Can the atmosphere survive Donald Trump? The United States, whose cars and furnaces and generating stations account for one-seventh of the world's carbon emissions, is now led by an overt climate-change denier. So it's worth asking if the rest of the world can steer around this giant hole in the logic layer and prevent the worst ravages of climate change.
Mr. Trump and his staff are currently deciding whether to keep the United States in the nearly 200-country Paris Agreement, negotiated with U.S. leadership and enormous difficulty in 2015, that pledges to keep the global rise in temperatures below 2 C and eliminate net-zero carbon emissions by 2050.
Even if the agreement is left alone, Washington is not going to be part of the solution during the next four years.
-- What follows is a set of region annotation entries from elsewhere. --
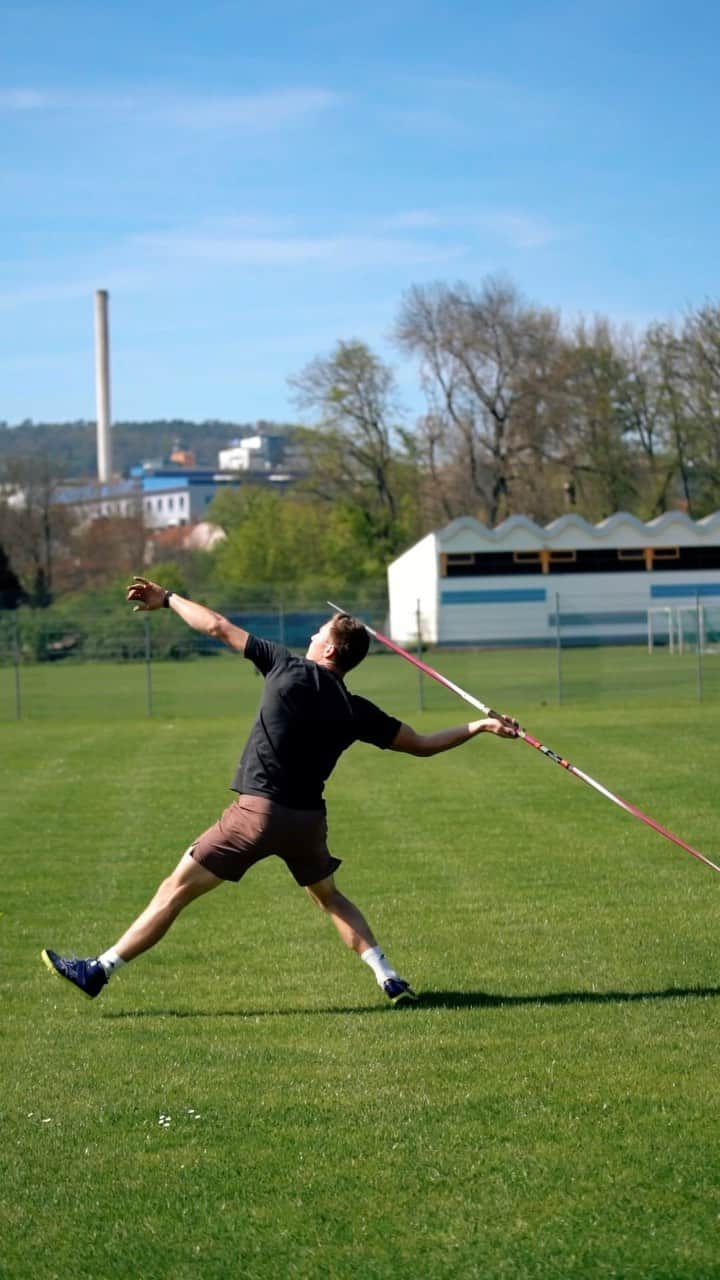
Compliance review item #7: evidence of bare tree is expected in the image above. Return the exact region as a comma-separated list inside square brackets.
[290, 340, 409, 550]
[0, 454, 74, 605]
[396, 278, 559, 525]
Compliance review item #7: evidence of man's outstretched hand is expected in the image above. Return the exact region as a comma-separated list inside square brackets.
[484, 712, 520, 737]
[126, 577, 165, 613]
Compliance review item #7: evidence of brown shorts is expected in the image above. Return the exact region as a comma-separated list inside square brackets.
[188, 796, 341, 884]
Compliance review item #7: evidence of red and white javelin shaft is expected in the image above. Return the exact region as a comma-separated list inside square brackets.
[328, 600, 720, 873]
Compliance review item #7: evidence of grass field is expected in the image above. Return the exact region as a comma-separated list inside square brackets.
[0, 653, 720, 1280]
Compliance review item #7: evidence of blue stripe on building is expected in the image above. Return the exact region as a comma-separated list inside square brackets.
[439, 586, 547, 604]
[650, 582, 720, 600]
[547, 609, 647, 627]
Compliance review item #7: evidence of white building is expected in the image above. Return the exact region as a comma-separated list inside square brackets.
[218, 435, 273, 475]
[388, 511, 720, 646]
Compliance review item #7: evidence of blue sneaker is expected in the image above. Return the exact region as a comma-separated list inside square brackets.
[41, 950, 108, 1000]
[383, 978, 418, 1005]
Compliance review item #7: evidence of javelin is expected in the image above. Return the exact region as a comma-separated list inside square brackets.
[328, 600, 720, 873]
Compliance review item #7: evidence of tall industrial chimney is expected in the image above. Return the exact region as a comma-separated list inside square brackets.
[95, 289, 113, 484]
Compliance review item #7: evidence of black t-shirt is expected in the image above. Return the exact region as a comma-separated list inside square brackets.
[232, 636, 400, 809]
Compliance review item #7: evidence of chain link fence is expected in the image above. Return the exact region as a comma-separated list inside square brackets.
[0, 593, 720, 722]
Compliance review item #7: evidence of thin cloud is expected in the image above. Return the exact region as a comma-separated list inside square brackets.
[0, 88, 342, 133]
[135, 232, 462, 269]
[382, 209, 562, 248]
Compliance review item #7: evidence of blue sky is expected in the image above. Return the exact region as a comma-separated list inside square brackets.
[0, 0, 720, 422]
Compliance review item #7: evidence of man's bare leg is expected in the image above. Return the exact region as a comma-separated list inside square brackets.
[306, 876, 416, 1004]
[42, 852, 223, 998]
[114, 854, 223, 964]
[306, 876, 377, 955]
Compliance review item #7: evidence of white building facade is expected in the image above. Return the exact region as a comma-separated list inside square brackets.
[388, 512, 720, 648]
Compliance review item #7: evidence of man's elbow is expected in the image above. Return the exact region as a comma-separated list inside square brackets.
[205, 613, 231, 644]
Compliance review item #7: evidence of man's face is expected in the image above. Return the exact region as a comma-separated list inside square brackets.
[305, 620, 333, 662]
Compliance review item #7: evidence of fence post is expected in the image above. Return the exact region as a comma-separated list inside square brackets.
[694, 595, 705, 703]
[555, 591, 562, 707]
[142, 613, 152, 716]
[13, 612, 22, 719]
[415, 600, 425, 712]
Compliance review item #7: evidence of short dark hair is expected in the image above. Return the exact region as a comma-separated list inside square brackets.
[331, 613, 370, 673]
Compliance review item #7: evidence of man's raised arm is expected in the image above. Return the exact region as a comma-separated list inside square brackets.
[389, 716, 518, 755]
[127, 577, 247, 653]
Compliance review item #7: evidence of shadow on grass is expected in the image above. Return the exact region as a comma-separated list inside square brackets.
[101, 987, 720, 1020]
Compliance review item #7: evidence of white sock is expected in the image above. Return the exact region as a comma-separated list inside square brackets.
[360, 947, 400, 987]
[97, 947, 126, 982]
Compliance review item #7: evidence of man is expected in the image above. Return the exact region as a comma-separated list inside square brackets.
[42, 577, 518, 1004]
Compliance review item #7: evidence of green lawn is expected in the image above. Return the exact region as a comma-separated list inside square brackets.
[0, 652, 720, 1280]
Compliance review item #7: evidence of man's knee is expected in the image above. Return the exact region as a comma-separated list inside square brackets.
[306, 881, 345, 911]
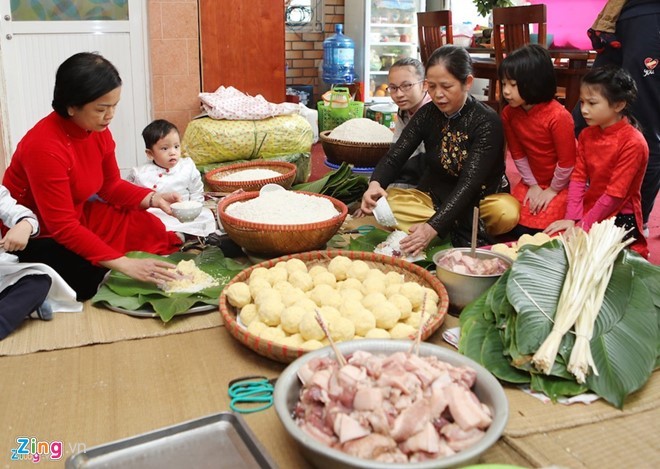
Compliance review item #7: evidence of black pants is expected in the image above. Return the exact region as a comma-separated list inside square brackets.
[13, 238, 108, 301]
[573, 14, 660, 223]
[0, 274, 52, 340]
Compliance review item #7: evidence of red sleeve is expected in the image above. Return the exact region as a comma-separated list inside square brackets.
[571, 135, 588, 182]
[551, 107, 577, 168]
[605, 139, 648, 198]
[580, 194, 623, 231]
[98, 130, 151, 208]
[24, 146, 123, 262]
[502, 106, 528, 160]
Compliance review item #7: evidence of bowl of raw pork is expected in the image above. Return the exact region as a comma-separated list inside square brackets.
[218, 190, 348, 257]
[204, 159, 297, 193]
[274, 339, 509, 469]
[433, 248, 512, 311]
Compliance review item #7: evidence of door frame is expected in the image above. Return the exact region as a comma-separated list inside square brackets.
[0, 0, 153, 174]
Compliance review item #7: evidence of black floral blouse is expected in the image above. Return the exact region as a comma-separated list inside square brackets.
[371, 96, 508, 246]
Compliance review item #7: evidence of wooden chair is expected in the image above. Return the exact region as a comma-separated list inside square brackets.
[417, 10, 454, 66]
[488, 4, 547, 111]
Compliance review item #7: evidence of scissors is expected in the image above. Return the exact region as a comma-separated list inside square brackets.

Mr. Trump has already appointed a climate denier, Scott Pruitt, to run the Environmental Protection Agency, whose powers he has eviscerated. And he has removed restrictions on coal-fired generation – the single largest source of greenhouse gases – and championed the coal industry.
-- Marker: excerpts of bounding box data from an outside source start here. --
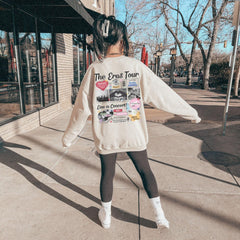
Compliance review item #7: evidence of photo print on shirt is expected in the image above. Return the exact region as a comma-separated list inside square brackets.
[96, 71, 141, 123]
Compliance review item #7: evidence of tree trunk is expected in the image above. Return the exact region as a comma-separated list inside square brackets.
[186, 62, 193, 86]
[203, 61, 211, 90]
[233, 64, 240, 97]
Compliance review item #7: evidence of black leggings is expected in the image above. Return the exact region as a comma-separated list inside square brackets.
[99, 150, 159, 202]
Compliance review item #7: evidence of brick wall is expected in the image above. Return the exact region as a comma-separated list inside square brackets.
[0, 34, 73, 140]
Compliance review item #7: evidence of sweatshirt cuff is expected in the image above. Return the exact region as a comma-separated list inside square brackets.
[191, 117, 202, 123]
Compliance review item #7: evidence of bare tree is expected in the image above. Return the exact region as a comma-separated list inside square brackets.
[151, 0, 233, 89]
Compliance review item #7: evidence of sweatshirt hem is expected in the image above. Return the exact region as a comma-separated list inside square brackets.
[97, 145, 147, 154]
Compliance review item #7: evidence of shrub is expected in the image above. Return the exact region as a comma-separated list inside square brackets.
[210, 62, 231, 86]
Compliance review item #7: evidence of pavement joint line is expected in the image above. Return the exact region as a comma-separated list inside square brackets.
[39, 148, 68, 181]
[226, 167, 240, 187]
[148, 158, 239, 187]
[160, 190, 240, 196]
[116, 162, 141, 240]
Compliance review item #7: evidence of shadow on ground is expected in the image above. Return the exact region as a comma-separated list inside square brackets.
[0, 142, 156, 228]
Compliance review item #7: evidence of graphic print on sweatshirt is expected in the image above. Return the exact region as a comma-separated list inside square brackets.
[95, 71, 141, 123]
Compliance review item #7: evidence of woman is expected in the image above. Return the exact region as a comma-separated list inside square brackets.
[63, 15, 201, 228]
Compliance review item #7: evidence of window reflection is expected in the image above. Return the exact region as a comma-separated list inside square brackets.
[19, 33, 41, 112]
[40, 33, 56, 104]
[0, 3, 20, 122]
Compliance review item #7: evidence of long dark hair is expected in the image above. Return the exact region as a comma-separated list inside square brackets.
[93, 14, 129, 59]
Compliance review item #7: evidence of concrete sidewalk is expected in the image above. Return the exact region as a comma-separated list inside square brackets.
[0, 84, 240, 240]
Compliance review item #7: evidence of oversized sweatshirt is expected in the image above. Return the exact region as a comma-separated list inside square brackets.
[62, 56, 201, 154]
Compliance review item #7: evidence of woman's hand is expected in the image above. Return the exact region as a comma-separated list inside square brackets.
[191, 117, 201, 123]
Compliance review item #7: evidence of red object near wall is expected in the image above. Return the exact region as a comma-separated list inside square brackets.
[144, 52, 148, 66]
[141, 45, 146, 63]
But there are three important reasons why the White House doesn't have to be a major obstacle to the world meeting the Paris goals.
First, because the market is a more powerful force than Donald Trump.
The market has given up interest in coal, and is sending capital flooding into green energy and transportation – not quickly enough, perhaps, but investors are not going to return en masse to coal even if Mr. Trump removes all restrictions.
Listen to Bill Johnson, the head of the Tennessee Valley Authority, one of the largest electrical utilities in the United States, describe his reason for shutting down the utility's 10 coal-fired generating stations by 2020.
"Our statutory duty is to produce electricity at the lowest feasible rate," Mr. Johnson said in an interview with the Associated Press last week. "And when we decided to close the coal plants, that was the math we were doing. We weren't trying to comply with the Clean Power Plan or anything else. What's the cheapest way to serve the customer? It turned out to be retiring those coal plants." Thousands of other companies are making similar decisions: Even without regulation, they'd be moving away from fossil fuels.
There are already five times more jobs in the U.S. clean-energy sector than there are in the coal and gas sectors combined. The President can slow progress, but to do so, he needs to put the state in the way of economic forces – a very un-Republican thing to do.
Second, because the states are often more powerful than Washington.
Look at California, which would be the world's fifth-largest economy if it were a country (an increasingly popular idea lately), and whose green auto-emissions, power-generation and construction standards have set the pace for other North American jurisdictions. It wasn't federal regulations that made buildings energy efficient, but California's green building standards, which have become the model for other states. They're successful enough that California's post-1990 buildings use 75-per-cent less energy than old ones, and have already saved enough energy to eliminate the need for seven 500-megawatt fossil-fuel generating stations.
California's carbon-pricing and trading regime, the Western Climate Initiative, has been in place for a decade and now includes British Columbia, Manitoba, Quebec and Ontario. If Washington is uninterested in raising the price of carbon to the needed $50 a ton, these state, provincial and international pacts will be able to do it.
Third, because the rest of us can take the lead.
The path away from climate catastrophe became clearer last month with the publication of "A roadmap for rapid decarbonisation" in the journal Science – a painstakingly researched study of the policy moves needed to avert a 2-degree warming. It describes a tough but entirely feasible set of decade-by-decade moves.
First, we need to get the Western world mostly off fossil-fuel use in new vehicles and generation by 2030, and get the developing world started on its way. Markets are already moving there; they just need a big policy push.
Canada suddenly looks like a better model: Flawed, polluting, but committed to reductions. If we can raise our standards and agree to start paying the full price for carbon neutrality, our imperfections will become assets: not a perfect solution, but something better than the clouds from the White House.